Based on excellent diagnostic suggestions, implemented multiple fixes:
1. Diagnostics:
- Added faulthandler to dump stack traces 10s before CI timeout
- Enhanced CI script with trap handler to show processes/network on timeout
- Added diag() function to capture pstree, processes, network listeners
2. ZMQ Socket Timeouts (critical fix):
- Added RCVTIMEO=1000ms and SNDTIMEO=1000ms to all client sockets
- Added IMMEDIATE=1 to avoid connection blocking
- Reduced searcher timeout from 30s to 5s
- This prevents infinite blocking on recv/send operations
3. Context.instance() Fix (major issue):
- NEVER call term() or destroy() on Context.instance()

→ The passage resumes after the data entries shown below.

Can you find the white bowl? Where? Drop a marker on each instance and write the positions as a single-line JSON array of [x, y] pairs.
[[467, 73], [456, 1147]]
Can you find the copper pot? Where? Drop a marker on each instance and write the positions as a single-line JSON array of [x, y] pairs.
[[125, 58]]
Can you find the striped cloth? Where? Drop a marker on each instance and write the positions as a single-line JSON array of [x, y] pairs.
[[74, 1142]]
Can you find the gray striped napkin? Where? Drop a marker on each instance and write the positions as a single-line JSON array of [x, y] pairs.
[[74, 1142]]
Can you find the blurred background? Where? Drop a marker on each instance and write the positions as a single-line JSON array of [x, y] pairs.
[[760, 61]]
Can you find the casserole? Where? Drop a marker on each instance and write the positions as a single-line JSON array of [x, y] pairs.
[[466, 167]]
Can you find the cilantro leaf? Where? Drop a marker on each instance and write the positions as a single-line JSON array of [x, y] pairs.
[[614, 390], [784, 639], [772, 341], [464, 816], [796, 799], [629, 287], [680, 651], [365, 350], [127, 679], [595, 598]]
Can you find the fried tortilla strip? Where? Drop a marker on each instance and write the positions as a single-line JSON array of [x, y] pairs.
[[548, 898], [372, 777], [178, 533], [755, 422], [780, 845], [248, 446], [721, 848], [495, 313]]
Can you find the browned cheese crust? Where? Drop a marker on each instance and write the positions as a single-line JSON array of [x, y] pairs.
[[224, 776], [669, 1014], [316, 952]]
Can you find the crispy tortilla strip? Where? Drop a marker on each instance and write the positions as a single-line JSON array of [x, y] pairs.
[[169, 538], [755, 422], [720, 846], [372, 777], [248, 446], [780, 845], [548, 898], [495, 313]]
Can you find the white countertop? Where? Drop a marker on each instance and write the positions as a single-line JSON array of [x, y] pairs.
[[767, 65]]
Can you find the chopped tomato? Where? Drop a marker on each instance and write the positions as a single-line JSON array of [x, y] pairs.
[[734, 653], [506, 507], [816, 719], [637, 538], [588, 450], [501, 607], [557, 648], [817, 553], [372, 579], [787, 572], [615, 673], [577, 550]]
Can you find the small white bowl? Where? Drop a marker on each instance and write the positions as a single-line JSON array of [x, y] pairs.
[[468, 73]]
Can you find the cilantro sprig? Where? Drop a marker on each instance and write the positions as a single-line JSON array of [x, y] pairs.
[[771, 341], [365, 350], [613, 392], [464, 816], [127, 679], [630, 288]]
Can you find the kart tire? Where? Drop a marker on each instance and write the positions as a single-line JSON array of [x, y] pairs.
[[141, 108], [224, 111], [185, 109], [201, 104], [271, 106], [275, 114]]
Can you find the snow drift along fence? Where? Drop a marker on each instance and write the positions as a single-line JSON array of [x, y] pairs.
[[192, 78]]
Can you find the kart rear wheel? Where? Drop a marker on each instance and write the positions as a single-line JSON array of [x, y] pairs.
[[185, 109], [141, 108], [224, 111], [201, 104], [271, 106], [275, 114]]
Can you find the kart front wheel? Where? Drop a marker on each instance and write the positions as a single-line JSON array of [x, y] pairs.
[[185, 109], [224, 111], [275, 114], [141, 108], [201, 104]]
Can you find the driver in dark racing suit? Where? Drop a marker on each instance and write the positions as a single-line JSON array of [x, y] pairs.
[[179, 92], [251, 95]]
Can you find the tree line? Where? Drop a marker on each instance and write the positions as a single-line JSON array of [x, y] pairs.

- This was causing blocking as it waits for ALL sockets to close
- Now only set linger=0 without terminating
4. Enhanced Process Cleanup:
- Added _reap_children fixture for aggressive session-end cleanup
- Better recursive child process termination
- Added final wait to ensure cleanup completes
The 180s timeout was happening because:
- ZMQ recv() was blocking indefinitely without timeout
- Context.instance().term() was waiting for all sockets
- Child processes weren't being fully cleaned up
These changes should prevent the hanging completely.